Alessandra SeveriniIl premier Conte rompe gli indugi e annuncia per il prossimo

Ausiliatrice Cristiano
Mag 4, 2019

O comunque al saldo finale della partita. Ovvero quel paese in cui le dimissioni si minacciano spesso per non darle mai. A Salvini è stato anche chiesto se il governo andrà avanti nonostante le eventuali dimissioni di Siri e lui ha risposto: "Noi andiamo avanti". E lasciare nelle sue mani lo scomodissimo cerino della fine della legislatura. Il caso Siri è stato all'ordine del giorno venerdì. Il sottosegretario indagato per corruzione nell'ambito dell'inchiesta sull'eolico è soprattutto merce utile per la campagna elettorale e rispolverare la stella dell'onestà. E ha attaccato tutti. Conte? Mi sfidi sulle tasse, su qualcosa che interessa gli italiani, non sulla fantasia'. Scontro con la Lega anche a proposito delle autonomie regionali: "Non dico che l'autonomia non si debba fare, ma non accetto che si arrivi a una scuola e una sanità di serie A e di serie B. Il Movimento non permetterà i concorsi regionali, per i quali gli insegnanti avranno stipendi diversi".
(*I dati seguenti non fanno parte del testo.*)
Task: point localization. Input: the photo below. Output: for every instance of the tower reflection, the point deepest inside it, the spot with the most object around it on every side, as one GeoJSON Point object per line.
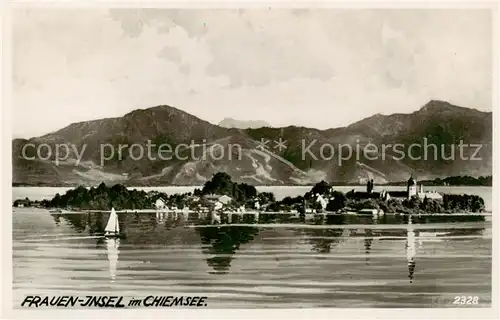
{"type": "Point", "coordinates": [113, 251]}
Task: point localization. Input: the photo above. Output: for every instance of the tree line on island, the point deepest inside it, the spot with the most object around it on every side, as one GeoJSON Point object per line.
{"type": "Point", "coordinates": [322, 197]}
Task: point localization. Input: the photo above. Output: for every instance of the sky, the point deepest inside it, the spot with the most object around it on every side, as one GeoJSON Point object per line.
{"type": "Point", "coordinates": [321, 68]}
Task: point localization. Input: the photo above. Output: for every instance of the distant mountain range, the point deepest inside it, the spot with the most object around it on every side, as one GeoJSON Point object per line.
{"type": "Point", "coordinates": [441, 123]}
{"type": "Point", "coordinates": [240, 124]}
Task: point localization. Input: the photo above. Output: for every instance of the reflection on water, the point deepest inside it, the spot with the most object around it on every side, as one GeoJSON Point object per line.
{"type": "Point", "coordinates": [258, 261]}
{"type": "Point", "coordinates": [411, 250]}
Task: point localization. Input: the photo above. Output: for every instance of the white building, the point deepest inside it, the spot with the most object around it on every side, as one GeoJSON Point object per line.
{"type": "Point", "coordinates": [321, 201]}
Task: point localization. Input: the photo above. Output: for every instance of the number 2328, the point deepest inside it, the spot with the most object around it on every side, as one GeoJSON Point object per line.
{"type": "Point", "coordinates": [467, 300]}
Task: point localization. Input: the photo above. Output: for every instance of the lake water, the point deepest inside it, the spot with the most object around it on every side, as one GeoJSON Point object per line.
{"type": "Point", "coordinates": [264, 262]}
{"type": "Point", "coordinates": [40, 193]}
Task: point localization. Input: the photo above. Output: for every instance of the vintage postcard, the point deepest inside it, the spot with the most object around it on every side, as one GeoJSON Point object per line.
{"type": "Point", "coordinates": [319, 160]}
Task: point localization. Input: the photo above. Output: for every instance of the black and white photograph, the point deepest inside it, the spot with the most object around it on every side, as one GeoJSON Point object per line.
{"type": "Point", "coordinates": [251, 157]}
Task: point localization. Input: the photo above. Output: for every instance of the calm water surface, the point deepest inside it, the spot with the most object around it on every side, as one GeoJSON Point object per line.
{"type": "Point", "coordinates": [272, 261]}
{"type": "Point", "coordinates": [40, 193]}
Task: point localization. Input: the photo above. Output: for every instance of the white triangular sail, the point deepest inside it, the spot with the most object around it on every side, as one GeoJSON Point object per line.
{"type": "Point", "coordinates": [113, 226]}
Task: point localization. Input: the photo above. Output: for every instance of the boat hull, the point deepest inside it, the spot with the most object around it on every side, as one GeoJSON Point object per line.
{"type": "Point", "coordinates": [113, 235]}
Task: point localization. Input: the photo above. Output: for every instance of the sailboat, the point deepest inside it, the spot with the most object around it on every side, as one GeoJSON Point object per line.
{"type": "Point", "coordinates": [113, 227]}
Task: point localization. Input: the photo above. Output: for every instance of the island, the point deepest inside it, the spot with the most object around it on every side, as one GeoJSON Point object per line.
{"type": "Point", "coordinates": [221, 194]}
Un Salvini gelido e senza freni. Dicendosi innocente, ha detto di confidare che "una volta sentito dai magistrati" la sua posizione possa essere archiviata in tempi brevi. Questa però è l'ipotesi dell'accusa, non la sentenza di un giudice.

TAV - Nel comizio c'è spazio anche per il capitolo Tav: "Noi siamo a favore di tutte le nuove ferrovie, Tav, autostrade".
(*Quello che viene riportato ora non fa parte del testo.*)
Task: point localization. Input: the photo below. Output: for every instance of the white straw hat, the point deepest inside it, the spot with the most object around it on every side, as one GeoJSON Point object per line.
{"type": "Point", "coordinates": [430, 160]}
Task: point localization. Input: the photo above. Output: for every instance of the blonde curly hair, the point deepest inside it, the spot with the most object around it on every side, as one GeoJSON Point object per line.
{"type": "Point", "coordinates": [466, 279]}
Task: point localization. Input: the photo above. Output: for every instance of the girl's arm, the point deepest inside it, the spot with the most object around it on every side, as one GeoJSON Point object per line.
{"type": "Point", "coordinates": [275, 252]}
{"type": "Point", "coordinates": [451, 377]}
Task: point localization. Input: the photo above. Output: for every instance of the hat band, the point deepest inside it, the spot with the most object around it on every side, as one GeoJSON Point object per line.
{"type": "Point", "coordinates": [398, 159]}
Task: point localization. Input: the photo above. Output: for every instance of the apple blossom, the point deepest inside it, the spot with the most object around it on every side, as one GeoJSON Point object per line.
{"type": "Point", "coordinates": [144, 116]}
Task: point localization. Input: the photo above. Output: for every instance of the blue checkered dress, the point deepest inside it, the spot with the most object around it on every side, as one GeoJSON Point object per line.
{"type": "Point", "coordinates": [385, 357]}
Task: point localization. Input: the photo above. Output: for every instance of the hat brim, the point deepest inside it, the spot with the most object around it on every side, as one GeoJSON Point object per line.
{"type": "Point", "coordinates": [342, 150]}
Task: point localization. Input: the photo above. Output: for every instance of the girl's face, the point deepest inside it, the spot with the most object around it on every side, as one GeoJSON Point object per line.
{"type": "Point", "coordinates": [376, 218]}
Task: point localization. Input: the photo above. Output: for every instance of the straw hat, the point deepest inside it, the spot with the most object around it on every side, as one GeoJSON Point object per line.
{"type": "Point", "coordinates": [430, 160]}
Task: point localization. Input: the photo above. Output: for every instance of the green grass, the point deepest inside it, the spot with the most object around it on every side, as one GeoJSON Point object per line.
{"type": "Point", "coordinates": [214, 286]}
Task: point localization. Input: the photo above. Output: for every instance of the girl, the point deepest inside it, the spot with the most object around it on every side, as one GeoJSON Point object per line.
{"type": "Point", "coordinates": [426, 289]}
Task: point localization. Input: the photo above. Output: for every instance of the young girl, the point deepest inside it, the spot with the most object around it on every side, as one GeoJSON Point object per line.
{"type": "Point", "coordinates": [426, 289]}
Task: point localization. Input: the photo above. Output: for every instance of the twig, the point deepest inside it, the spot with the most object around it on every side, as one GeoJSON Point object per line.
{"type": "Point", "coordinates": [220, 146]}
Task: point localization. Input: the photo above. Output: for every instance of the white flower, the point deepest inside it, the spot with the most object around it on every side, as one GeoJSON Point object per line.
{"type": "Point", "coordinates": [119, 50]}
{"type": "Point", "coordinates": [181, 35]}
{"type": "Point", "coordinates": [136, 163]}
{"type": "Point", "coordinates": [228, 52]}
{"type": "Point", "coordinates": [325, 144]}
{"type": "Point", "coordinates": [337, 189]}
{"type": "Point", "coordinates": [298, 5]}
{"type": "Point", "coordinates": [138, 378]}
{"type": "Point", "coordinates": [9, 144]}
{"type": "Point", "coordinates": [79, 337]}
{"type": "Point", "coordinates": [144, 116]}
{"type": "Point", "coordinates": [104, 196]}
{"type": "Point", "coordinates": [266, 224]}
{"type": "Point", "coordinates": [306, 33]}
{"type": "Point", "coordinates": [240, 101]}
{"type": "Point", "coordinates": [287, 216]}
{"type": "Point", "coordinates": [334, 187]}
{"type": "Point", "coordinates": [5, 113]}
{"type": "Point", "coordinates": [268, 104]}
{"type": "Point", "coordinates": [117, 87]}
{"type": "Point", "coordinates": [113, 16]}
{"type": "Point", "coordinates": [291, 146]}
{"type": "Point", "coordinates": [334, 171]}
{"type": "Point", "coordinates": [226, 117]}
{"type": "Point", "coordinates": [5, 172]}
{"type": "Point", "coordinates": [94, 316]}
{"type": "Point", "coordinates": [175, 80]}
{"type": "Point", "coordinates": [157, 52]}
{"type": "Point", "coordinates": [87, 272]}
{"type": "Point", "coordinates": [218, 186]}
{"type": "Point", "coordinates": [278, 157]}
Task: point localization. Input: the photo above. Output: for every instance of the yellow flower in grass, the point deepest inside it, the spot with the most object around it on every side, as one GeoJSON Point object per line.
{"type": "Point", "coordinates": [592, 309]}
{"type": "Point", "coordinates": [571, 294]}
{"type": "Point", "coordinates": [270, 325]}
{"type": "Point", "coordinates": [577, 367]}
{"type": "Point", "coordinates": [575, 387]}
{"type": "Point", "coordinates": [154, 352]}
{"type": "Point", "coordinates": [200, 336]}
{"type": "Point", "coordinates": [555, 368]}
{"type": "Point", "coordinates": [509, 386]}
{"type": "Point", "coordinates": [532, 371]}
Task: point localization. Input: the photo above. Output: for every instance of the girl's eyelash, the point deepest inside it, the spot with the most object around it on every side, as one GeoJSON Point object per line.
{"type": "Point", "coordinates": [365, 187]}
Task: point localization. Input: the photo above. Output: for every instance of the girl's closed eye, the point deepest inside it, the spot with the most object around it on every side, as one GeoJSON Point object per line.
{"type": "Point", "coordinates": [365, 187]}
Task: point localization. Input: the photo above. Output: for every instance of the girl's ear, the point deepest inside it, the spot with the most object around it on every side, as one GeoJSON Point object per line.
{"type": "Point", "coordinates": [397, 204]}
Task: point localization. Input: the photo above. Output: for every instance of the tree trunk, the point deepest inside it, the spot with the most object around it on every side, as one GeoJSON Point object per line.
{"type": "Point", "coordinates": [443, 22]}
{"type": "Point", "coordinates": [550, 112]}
"Io ho incontrato il sottosegretario Armando Siri, lunedì sera - ha raccontato Conte - un paio d'ore di colloquio dove lui si è reso disponibile a fornirmi alcuni dettagli della vicenda giuridica che lo vedono coinvolto (.) Nel caso di specie il sottosegretario Siri si è prestato a raccogliere l'istanza di un imprenditore che chiedeva l'approvazione di una norma che avrebbe favorito, per così dire, retroattivamente, alcune sue attività imprenditoriali che si erano già concluse. La gente mi dice di non litigare ma io dico che quando ci vuole ci vuole". Un fiume di parole e provocazioni che misurano la febbre nel governo.

A queste osservazioni ne vanno aggiunte altre: poiché la frase è stata captata da un'intercettazione, va sempre ricordato che l'intercettazione è uno strumento per la ricerca di prove, non è una "prova".

Può essere che Salvini e Di Maio stiano facendo un gioco delle parti e che in realtà siano abbastanza decisi a andare avanti insieme nonostante i conflitti fra i due siano ormai moltissimi. Con la raffinata tecnica del Coniglio Mannaro, il ministro dell'Interno tende ad aggredire cambiando discorso chi gli chiede del destino del suo sottosegretario dopo l'annuncio di Conte, al puro e precipuo scopo di prendere tempo e far passare 'a nuttata delle Europee.

L'appuntamento è al prossimo Cdm, programmato per mercoledì o giovedì.

Insofferenti nei confronti degli alleati del M5s, i leghisti da tempo sperano che il loro leader si divida dai pentastellati.